Step 1 — Reduce variables (basic hardware sanity)
- Power down, unplug power.
- Reseat:
- LSI card (pull and firmly reseat)
- RAM (at least reseat; ideally test with 1 stick at a time if you have multiple)
- Check power:
- Make sure each drive has solid power (no loose splitters)
- Use wired keyboard on rear USB.
Then boot and see if:
- POST completes reliably
- LSI controller banner appears normally (no long hangs)
Step 2 — Identify exactly what “MegaRAID window” you have
There are a couple different pre-boot tools (and the key combos differ by controller/firmware).
Please tell me:
- Exact model of the LSI card (example: “MegaRAID 9260-8i”, “9271-8i”, “9361-8i”, etc.)
- At boot, what does it say? (Even a phone photo of the screen is fine)
If you can’t type/click because of the freeze, take a picture of the frozen screen and upload it here.
Step 3 — Don’t rebuild yet; first check drive state
If you
can get into the RAID configuration:
- Look for:
- How many drives are Online
- Any Foreign config warning
- Any drives showing Unconfigured Bad, Offline, Failed, Rebuild, Predictive Failure
- If rebuild stopped, note:
- Which slot/bay is the replacement drive?
- Any error counters shown in the utility?
If the utility itself freezes consistently: that’s a strong hint the controller is hanging (hardware/firmware) or a device on the bus is locking it up.
Step 4 — Quick isolation test (find the “poison” drive/cable/backplane)
Only do this if data is critical and you’re cautious, but it’s often the fastest way:
- Power off.
- Disconnect the data cable from the RAID backplane (or disconnect the SAS cable to the drive cage), leaving the LSI card installed.
- Boot.
Result interpretation:
- If the machine suddenly stops freezing and the RAID utility becomes responsive → a drive/backplane/cable is likely causing bus lockups.
- If it still freezes even with no drives attached → the LSI card itself (or the PCIe slot/motherboard) is suspect.
(We can refine this further after you tell me your exact cabling layout.)
Step 5 — About reinstalling Windows (clean rebuild option)
If data is
not critical, the cleanest approach is usually:
- Leave the LSI installed (if it’s stable enough to POST)
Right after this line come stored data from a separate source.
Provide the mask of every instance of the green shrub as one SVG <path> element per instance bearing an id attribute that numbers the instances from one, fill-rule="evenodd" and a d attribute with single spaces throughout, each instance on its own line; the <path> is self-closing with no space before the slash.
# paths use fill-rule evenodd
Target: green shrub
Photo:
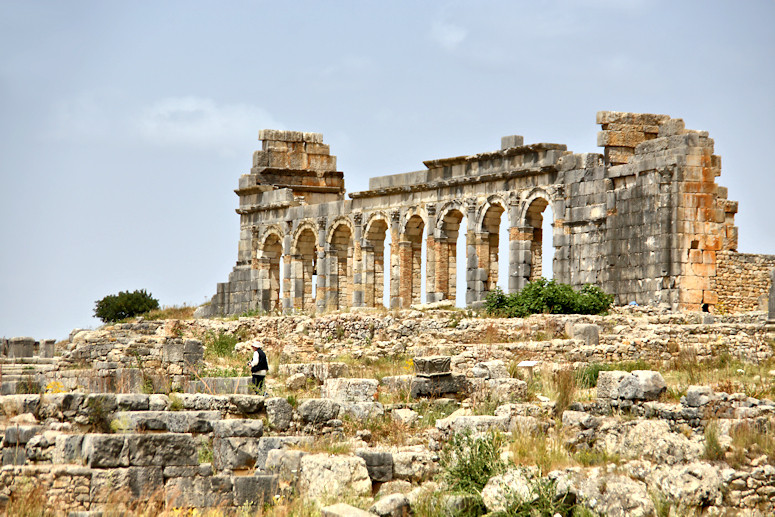
<path id="1" fill-rule="evenodd" d="M 567 494 L 557 497 L 555 482 L 541 478 L 530 484 L 531 496 L 526 499 L 516 494 L 507 497 L 506 510 L 493 512 L 491 517 L 576 517 L 595 515 L 581 506 L 574 505 Z"/>
<path id="2" fill-rule="evenodd" d="M 506 470 L 501 458 L 502 435 L 488 433 L 481 438 L 469 432 L 452 436 L 442 450 L 441 465 L 450 488 L 456 492 L 479 494 L 491 477 Z"/>
<path id="3" fill-rule="evenodd" d="M 94 303 L 94 316 L 104 323 L 120 321 L 159 308 L 159 300 L 146 293 L 145 289 L 109 294 Z"/>
<path id="4" fill-rule="evenodd" d="M 491 316 L 524 318 L 530 314 L 602 314 L 614 301 L 597 286 L 585 285 L 574 291 L 568 284 L 539 278 L 521 291 L 505 294 L 499 287 L 492 291 L 484 308 Z"/>
<path id="5" fill-rule="evenodd" d="M 240 339 L 234 334 L 210 331 L 205 335 L 204 345 L 208 355 L 217 357 L 231 357 L 234 355 L 234 345 L 239 343 Z"/>

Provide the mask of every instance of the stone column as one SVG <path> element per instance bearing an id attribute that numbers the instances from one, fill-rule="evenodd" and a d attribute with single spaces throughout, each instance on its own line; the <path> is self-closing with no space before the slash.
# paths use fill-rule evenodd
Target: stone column
<path id="1" fill-rule="evenodd" d="M 8 357 L 32 357 L 34 349 L 34 338 L 12 337 L 8 340 Z"/>
<path id="2" fill-rule="evenodd" d="M 283 237 L 283 289 L 282 289 L 282 308 L 283 312 L 290 312 L 293 309 L 293 293 L 291 292 L 291 223 L 288 223 L 288 230 Z"/>
<path id="3" fill-rule="evenodd" d="M 318 246 L 317 246 L 317 284 L 315 290 L 315 305 L 319 312 L 326 310 L 326 293 L 328 292 L 328 264 L 326 257 L 326 218 L 318 219 Z"/>
<path id="4" fill-rule="evenodd" d="M 770 272 L 770 303 L 767 323 L 775 325 L 775 269 Z"/>
<path id="5" fill-rule="evenodd" d="M 428 203 L 425 205 L 425 211 L 428 213 L 428 226 L 425 233 L 428 235 L 425 240 L 425 301 L 433 303 L 441 298 L 437 294 L 436 286 L 436 205 Z"/>
<path id="6" fill-rule="evenodd" d="M 363 280 L 363 306 L 375 307 L 376 292 L 376 263 L 374 246 L 363 244 L 361 246 L 361 275 Z"/>
<path id="7" fill-rule="evenodd" d="M 304 260 L 299 254 L 291 255 L 291 298 L 294 309 L 304 309 Z"/>
<path id="8" fill-rule="evenodd" d="M 365 306 L 365 275 L 363 264 L 363 214 L 355 212 L 353 214 L 353 283 L 352 283 L 352 304 L 353 307 Z"/>
<path id="9" fill-rule="evenodd" d="M 390 308 L 397 309 L 401 307 L 400 296 L 400 278 L 401 263 L 399 260 L 399 232 L 400 232 L 401 212 L 393 210 L 390 212 Z"/>
<path id="10" fill-rule="evenodd" d="M 530 281 L 533 259 L 533 227 L 512 226 L 509 228 L 509 292 L 516 293 Z"/>
<path id="11" fill-rule="evenodd" d="M 476 199 L 466 200 L 466 306 L 479 301 L 477 297 Z"/>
- Boot Windows Server 2019 installer USB
- During disk selection:
- If no disks appear, click Load driver and provide the correct LSI driver
- Or install to an onboard SATA SSD (not behind the LSI)
But if the machine is freezing
before the installer even loads, we must fix the underlying hardware/LSI issue first.
Questions I need from you (short list)
Reply with as many as you can:
1)
Is the RAID data critical? Do you have a backup?
2) Exact
LSI RAID card model (and if you know: firmware version).
3) Are the
SSD OS drives connected to the LSI or to the
motherboard SATA?
4) When it “won’t boot from USB,” what exactly happens (hang, reboots, message like “no boot device,” etc.)?
5) How many total drives in the RAID6, and what brand/size is the replacement drive?
If you can upload
photos of the boot screen and the frozen MegaRAID screen, that will speed this up a lot. (No attachments came through with your post, so if you tried to attach something, please re-upload.)